I’m not sure ‘future ship dates’ or ‘no news’ are binary.
Case in point, this one about the wiki module. The sensible user (not all of us are) is delighted to hear what the developers are up to, including stories about the weird stuff that happens en route to ship. Including anniversary celebrations. We connect up with our far more modest deadline experiences and go, yeah.
I have a view that developers should share far more information/lore/bloggy experiential goodness about the trip to a version (excluding competitive confidentiality stuff) and less about ship dates.
For instance, I ‘guess’ that the ecommerce module will ship sometime in the next three to six months based on EE’s past history, business exigencies but, most of all, what you guys have said about current status (e.g., it’s not in beta but has reached ‘x’ level of table, template staging). I would love even more info on discoveries made, challenges faced, boundaries encountered, light bulbs that have exploded in your brains ... dates not needed. I’m content to guess. If it ships in 2007, well, life goes on. If I need another product before then, no need to bash you guys about that, but just get it and use it.
(Though I have been very interested in an EE wiki module for two years and have consulted for bucks to some wiki vendors, it says something about EE’s quality that I have partly waited on some development ideas to see how EE integrates wiki with everything else. My choice. Not EE’s responsibility.)

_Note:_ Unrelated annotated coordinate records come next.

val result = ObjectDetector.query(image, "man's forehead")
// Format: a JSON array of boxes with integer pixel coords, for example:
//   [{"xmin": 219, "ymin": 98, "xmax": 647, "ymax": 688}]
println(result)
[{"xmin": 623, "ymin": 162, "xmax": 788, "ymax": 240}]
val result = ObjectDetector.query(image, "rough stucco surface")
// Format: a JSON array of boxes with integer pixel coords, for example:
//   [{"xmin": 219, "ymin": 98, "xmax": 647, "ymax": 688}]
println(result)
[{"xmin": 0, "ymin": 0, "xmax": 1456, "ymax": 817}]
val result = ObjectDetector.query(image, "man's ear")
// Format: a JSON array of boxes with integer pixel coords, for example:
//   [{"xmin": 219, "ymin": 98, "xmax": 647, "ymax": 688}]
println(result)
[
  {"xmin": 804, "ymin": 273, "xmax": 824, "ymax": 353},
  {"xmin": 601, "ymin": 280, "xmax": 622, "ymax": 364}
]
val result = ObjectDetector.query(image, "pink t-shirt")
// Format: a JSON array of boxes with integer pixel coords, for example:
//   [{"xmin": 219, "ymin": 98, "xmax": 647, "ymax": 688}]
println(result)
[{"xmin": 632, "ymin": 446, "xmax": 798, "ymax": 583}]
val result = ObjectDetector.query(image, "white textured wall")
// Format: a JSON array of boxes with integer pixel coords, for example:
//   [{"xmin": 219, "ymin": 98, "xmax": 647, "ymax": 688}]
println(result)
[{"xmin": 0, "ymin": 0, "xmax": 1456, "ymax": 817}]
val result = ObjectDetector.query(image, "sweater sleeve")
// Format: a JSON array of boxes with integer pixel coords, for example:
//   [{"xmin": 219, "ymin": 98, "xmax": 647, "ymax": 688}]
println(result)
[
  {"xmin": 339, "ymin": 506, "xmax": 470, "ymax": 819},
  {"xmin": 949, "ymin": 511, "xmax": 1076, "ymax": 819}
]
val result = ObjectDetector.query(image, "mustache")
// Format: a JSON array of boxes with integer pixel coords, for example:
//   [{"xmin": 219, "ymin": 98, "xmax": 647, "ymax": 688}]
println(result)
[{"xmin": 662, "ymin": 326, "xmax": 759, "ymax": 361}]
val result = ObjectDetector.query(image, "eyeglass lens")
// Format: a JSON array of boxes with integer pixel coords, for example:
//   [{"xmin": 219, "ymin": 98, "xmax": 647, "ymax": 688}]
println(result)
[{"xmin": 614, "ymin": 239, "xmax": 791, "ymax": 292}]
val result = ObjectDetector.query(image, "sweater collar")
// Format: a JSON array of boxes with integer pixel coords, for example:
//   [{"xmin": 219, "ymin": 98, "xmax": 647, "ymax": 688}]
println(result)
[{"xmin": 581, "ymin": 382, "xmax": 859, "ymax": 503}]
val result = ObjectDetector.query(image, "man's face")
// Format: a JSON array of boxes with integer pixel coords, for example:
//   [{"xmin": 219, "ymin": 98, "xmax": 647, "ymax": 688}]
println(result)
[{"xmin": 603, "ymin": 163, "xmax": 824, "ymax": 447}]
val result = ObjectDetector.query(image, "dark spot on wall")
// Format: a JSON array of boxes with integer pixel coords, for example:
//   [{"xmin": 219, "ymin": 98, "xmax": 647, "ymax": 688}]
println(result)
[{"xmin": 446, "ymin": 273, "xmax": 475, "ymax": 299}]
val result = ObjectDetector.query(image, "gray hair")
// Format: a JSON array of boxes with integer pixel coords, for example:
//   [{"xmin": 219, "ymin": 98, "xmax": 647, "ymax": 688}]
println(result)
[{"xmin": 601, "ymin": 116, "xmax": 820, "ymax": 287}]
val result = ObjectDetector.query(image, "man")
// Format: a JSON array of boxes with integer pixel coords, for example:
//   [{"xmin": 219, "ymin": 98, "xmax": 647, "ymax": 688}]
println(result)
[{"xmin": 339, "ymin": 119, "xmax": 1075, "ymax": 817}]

Granted, I’m set free from many years of corporate behaviors which incline towards “if you guys don’t tell me what date the module is shipping, we’re going with Microsoft.” But there is a polite answer for that .... this is a micro-brand with a proven track record and public evidence of a commitment to the future; plus, you can always take the code and jack with it yourselves. If that isn’t sufficient, you will be much happier with Microsoft anyway. Go for it.
By contrast, total (or near-total) radio silence is scary. Worse, it is boring. Never bore your users.